Everytime I think “Polly”, my mind would chime in, “…has a cracker…”; at first I thought that it was just that I have Nirvana in mind. Then I found out that the character of this book was really named after the song.
Polly’s first person narration is sparse and sarcastic and just a little disconnected for me. I felt that even though I’m reading a first-person narrative, it was hard to really get into her character at first. The story is told in eight chapters, each titled after (and is focused on) a different boy in her life. I find it interesting as a storytelling device, but also slightly irritating. I like Polly. If I knew her in person, I would think she’s really cool. Someone I’d love to be friends with. She seems sarcastic and fun, and she listen to cool music, and spends her time going to hardcore shows and still maintains a good GPA. You gotta respect that. When she says that she goes almost in a trance when she does math, I find myself wishing I knew her. And yet, like some of my friends from high school and college that seemed really independent and cool at first (none of these friends excel academically, however… they consider it “uncool” and “goody goody”), she turns out to be really dependent on the boys in her life. She measures her life on the guys she dates. This is a coming-of-age story, but I sense more confusion regarding boys and sex rather than on her own identity.

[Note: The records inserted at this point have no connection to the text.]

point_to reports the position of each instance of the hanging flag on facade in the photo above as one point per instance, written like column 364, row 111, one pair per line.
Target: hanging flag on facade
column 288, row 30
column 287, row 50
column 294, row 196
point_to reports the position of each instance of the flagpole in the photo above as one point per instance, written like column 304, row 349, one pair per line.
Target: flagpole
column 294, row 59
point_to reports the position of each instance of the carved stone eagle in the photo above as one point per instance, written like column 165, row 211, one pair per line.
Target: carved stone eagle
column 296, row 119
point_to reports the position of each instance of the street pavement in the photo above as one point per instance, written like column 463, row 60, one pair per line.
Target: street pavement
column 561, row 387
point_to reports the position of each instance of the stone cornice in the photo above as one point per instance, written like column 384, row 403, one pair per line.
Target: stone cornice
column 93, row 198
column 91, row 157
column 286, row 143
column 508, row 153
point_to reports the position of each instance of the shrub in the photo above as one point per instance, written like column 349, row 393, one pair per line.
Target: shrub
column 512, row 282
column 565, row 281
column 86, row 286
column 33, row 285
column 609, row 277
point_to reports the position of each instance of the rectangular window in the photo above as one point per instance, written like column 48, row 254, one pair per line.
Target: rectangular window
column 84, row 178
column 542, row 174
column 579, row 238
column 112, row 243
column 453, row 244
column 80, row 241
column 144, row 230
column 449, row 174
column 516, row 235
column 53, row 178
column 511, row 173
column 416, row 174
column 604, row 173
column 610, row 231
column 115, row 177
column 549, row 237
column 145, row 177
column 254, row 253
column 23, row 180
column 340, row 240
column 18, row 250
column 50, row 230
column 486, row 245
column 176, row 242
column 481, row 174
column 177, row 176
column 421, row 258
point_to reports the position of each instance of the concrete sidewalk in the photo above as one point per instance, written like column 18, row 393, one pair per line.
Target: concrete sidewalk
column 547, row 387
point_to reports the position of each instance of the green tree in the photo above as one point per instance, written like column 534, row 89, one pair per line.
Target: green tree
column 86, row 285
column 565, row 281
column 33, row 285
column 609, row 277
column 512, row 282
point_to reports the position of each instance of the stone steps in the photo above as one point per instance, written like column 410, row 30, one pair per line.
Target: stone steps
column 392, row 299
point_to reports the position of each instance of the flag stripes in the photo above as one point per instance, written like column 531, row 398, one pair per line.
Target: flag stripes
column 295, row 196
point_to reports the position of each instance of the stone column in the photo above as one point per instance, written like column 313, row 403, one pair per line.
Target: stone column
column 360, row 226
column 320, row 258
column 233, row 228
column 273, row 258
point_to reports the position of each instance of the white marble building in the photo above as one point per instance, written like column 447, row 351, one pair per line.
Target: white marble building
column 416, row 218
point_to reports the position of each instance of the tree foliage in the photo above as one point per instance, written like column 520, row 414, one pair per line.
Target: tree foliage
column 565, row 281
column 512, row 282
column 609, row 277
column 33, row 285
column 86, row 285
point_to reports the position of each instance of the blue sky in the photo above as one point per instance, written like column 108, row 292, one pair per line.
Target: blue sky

I like Polly Clark, despite being slightly disappointed in her. She might not be the strong protagonist I was hoping for, but she does have character. Lots of it. She does come into her own in the end, so that’s pretty cool. She survived the self-destructive relationships and emotionally unavailable parents. She still uses music as an escape, but she also found art as a medium to express herself more constructively than “drugs, sex, & rock and roll”. Overall, I guess I’d say that it’s an okay read.